On the evening of Friday 13 June 2026, the US Department of Commerce directed Anthropic to restrict access to its two newest models, Fable 5 and Mythos 5, to US nationals only. Anthropic faced a technical constraint: selectively restricting access by nationality inside shared cloud infrastructure is not straightforward to enforce. Rather than risk non-compliance, they took both models offline for all users globally, including their own non-US employees, while they work to resolve the matter with the government.
Most organisations felt nothing. Fable 5 and Mythos 5 had only just been released, and few had built any operational reliance on them. But the episode made a practical question visible that most leaders have not yet formally asked: if the tools your people use every day were no longer available tomorrow, what would break?
Consumer tools and organisational dependency are different things
I use AI daily. Claude for thinking, drafting, and expanding what I can deliver. NotebookLM for compressing learning time. Wispr Flow for voice capture to speed up my work over typing. Gemini for images and short video. These tools extend my capability and my reach across a small practice. They are not infrastructure.
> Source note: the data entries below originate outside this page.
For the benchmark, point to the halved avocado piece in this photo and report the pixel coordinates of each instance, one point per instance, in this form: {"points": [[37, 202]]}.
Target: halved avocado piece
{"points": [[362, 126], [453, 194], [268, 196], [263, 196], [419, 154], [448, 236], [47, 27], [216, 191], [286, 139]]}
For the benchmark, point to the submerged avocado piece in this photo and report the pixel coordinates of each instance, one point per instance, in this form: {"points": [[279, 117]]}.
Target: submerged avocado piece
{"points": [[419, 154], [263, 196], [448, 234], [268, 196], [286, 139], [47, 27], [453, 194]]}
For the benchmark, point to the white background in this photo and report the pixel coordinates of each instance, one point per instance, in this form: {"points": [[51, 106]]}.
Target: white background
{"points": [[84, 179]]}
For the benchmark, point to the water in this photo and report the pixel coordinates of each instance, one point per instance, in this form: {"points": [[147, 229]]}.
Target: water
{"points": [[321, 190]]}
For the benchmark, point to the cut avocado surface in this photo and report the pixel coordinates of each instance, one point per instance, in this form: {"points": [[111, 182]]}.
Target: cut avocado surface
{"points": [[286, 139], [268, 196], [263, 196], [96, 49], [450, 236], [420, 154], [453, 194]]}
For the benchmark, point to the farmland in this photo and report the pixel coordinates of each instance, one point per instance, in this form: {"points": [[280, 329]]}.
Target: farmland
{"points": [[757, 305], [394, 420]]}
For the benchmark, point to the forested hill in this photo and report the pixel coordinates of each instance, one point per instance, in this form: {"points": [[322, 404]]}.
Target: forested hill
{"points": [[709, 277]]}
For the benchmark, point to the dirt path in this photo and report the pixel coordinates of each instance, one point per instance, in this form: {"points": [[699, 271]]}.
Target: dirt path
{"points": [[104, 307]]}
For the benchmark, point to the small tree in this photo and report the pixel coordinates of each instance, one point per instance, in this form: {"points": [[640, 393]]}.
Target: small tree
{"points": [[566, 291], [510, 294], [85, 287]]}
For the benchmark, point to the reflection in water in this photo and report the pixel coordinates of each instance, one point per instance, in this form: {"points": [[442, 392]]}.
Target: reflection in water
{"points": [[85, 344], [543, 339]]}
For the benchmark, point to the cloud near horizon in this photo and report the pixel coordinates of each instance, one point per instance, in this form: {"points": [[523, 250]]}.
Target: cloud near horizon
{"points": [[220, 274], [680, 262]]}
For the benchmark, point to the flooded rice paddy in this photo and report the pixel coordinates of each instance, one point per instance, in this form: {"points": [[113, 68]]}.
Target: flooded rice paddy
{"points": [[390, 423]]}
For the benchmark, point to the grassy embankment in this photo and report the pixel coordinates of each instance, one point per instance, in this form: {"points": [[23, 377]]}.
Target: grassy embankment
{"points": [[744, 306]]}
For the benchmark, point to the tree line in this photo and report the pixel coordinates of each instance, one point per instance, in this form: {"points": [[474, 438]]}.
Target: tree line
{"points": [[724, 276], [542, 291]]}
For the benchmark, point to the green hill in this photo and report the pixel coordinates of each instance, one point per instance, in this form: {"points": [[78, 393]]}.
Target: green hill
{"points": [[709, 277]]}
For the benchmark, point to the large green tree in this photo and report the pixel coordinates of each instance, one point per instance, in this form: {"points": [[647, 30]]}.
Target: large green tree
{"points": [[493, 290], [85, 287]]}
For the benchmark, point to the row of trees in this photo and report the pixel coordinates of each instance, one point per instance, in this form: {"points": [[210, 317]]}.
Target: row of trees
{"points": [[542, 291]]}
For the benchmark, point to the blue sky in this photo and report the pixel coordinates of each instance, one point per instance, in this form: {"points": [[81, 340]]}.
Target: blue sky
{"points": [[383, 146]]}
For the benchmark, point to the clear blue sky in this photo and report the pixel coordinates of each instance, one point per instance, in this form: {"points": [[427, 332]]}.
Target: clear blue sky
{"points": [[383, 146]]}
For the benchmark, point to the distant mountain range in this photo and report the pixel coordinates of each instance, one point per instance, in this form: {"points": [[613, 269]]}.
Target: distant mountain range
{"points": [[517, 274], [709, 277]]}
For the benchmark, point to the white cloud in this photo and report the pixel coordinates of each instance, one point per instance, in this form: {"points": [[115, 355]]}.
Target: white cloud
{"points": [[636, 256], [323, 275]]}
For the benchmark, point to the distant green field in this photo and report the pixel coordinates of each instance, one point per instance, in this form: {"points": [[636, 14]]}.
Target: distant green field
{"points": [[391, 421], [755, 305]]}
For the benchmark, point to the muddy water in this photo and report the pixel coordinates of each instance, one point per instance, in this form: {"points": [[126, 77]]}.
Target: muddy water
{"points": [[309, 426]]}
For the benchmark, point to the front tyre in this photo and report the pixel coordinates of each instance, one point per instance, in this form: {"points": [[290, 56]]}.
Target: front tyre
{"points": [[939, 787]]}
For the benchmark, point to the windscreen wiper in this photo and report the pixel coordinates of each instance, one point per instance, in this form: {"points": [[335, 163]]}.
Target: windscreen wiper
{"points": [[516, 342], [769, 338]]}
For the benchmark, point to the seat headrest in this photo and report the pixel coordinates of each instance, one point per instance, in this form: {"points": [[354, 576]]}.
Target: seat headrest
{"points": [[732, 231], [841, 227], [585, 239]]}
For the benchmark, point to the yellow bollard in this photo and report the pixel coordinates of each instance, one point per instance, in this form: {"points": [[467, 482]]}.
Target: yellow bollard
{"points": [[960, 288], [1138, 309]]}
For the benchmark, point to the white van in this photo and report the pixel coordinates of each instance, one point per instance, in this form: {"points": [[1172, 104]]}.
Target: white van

If any one of them disappeared tomorrow, it would be an annoying inconvenience. It would not hurt my practice functionally, because the data and the skills that inform my use of AI live outside the platforms in the first place. The safest position with consumer AI tools is to point them at your information rather than letting your information live inside them. The platforms are where that information is accessed, not where it is held.
This week I received a High Distinction in the Cybersecurity and Privacy subject of my Master of Artificial Intelligence, the result of a full trimester of work. When I sat my exam, a couple of weeks ago in a hotel room, I was in the middle of two days of conference presentations, unwell, supporting several active maritime clients, and parenting two children under ten. I went into my Master's with a deliberate attitude. P's get degrees. I gave myself permission to be exposed to the material and to learn from it, without the pressure to overachieve. What AI gives me is the ability to learn in a compacted way, inside the hours I have. The High Distinction was, in the best sense, accidental. I used AI to teach myself the material faster than I could have done alone.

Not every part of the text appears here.